Understanding species distributions and coexistence has been a major focus in the study of ecology. Tree species distributions and diversity maintenance is a function of multiple mechanisms, which continue to receive considerable attention. One of the more widely studied mechanisms is conspecific negative density dependence where seedlings have reduced growth and survival when establishing in close proximity to adult conspecifics. Variations in seed dispersal and abiotic factors are also important drivers of forest structure. A large body of work exists that tests hypotheses around these factors and mechanism in tropical forests but the majority of these studies are concentrated in the Neotropics and Asian tropics. There is a shortage of studies on plant recruitment and community dynamics from the Afrotropics especially in Afromontane forest ecosystems, which are small areas that are increasingly threatened by anthropogenic activities. This thesis investigates the diversity and coexistence patterns in a woody plant community of an Afromontane forest in West Africa using a combination of field observation and experimental studies. The first two studies examined woody plant composition and distribution at different life stages, providing the base for the subsequent three chapters that examine negative density dependence as a major force shaping the composition and distribution of woody plants in this community.

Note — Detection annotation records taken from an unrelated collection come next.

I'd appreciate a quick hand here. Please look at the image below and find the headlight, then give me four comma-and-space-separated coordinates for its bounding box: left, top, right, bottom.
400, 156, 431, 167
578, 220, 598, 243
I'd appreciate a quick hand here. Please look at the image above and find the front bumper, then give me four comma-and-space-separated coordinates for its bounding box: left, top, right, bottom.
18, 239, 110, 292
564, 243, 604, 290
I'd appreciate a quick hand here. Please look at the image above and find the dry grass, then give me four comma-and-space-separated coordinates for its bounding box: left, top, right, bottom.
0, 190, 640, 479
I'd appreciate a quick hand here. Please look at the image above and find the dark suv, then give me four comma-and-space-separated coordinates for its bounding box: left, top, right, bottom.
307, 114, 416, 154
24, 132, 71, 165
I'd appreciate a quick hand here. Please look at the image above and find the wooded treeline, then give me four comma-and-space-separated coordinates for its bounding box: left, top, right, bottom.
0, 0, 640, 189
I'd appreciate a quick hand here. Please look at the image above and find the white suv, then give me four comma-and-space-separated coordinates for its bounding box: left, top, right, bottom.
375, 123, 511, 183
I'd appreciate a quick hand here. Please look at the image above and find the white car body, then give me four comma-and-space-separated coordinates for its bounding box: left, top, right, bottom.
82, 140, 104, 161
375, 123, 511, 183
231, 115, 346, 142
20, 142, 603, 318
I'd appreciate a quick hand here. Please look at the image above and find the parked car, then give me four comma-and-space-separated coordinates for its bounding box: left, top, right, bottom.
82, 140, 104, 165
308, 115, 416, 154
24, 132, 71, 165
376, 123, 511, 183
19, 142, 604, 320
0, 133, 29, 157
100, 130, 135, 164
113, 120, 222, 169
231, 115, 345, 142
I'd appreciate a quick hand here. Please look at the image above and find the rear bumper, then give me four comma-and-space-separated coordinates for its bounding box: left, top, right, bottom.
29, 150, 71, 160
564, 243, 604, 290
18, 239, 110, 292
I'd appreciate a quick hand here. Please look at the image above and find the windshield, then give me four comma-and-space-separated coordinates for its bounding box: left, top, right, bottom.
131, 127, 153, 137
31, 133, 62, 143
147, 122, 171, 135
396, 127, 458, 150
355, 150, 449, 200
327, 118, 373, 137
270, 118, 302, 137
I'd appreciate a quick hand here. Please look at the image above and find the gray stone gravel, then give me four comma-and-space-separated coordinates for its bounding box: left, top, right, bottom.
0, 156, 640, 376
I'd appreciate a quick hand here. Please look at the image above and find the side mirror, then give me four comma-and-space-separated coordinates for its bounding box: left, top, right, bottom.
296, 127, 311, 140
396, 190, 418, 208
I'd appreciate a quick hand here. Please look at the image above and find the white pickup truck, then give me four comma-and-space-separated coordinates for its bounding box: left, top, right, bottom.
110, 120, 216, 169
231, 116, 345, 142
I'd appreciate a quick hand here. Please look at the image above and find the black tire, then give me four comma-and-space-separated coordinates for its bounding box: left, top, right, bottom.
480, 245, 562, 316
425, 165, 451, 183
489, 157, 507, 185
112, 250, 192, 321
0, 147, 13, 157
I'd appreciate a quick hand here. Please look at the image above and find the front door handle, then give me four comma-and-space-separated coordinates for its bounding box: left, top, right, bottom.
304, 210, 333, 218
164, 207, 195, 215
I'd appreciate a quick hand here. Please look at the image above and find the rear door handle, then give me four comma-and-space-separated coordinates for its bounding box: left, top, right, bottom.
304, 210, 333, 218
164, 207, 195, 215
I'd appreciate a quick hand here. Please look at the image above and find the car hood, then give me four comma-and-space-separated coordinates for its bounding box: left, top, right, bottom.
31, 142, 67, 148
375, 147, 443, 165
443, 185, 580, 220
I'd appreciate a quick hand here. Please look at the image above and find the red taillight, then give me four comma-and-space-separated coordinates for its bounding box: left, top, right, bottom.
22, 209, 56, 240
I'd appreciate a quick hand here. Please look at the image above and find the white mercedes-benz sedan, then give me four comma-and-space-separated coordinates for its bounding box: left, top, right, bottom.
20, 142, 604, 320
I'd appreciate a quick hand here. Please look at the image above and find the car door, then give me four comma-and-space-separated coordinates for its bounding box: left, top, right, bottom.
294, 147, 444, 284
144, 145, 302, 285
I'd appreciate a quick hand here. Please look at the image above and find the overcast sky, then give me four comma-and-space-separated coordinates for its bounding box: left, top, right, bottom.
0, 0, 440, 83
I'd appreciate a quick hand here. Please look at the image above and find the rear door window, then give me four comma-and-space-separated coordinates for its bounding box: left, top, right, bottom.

Firstly, trees having ≥ 1 cm diameter at breast height were sampled, mapped and identified from a 20.28-hectare forest plot in Ngel Nyaki Forest Reserve, southeast Nigeria to determine their composition, diversity and habitat preference. Next, seed arrival and seedling recruitment and establishment in the regeneration layer were examined and seed arrival patterns were compared to seedling recruitment. Diversity in the seeds and seedlings was lower than that observed for adult trees. The role of negative density dependence in shaping diversity patterns was assessed by estimating individual seedling survival as a function of conspecific and heterospecific adult and seedling densities and exploring how it varied across

different functional groups. There was evidence for non species-specific positive and negative density dependence (i.e. general effects of crowding). In another study, the effect of density dependence and abiotic factors on the survival of newly recruited seedlings was examined. Lastly, using two sets of experiments and 10 species, I tested for plant-soil feedback and intraspecific competition. I tested for plant-soil feedback in six tree species and tested for intraspecific competition in the other four species. There was evidence for plant- soil feedback in only one out of the six species tested and only a marginally significant effect of density on plant growth.

Forty percent of all tree species identified showed a clear preference for either the edge/grassland habitat or the forest core, which was not explained by variation in seed sizes or dispersal modes. There was evidence for strong dispersal and establishment limitation in Ngel Nyaki forest, which may be consequences of the loss of animal dispersers and high seed predation rates.

In conclusion, I have provided in my thesis a picture of the woody species composition of an Afromontane forest and show the role (or lack thereof) of negative density dependence in driving the woody plant seedling diversity. Overall, the results from my thesis contribute to the knowledge on plant interactions in Afromontane forest systems and variations in biotic interactions among species functional groups. Detailed species-specific and trait-based studies will aid our understanding of the mechanisms that shape diversity and drive community patterns. This is critical for conservation management purposes especially for making predictions on the consequences that anthropogenic pressures could have on plant communities.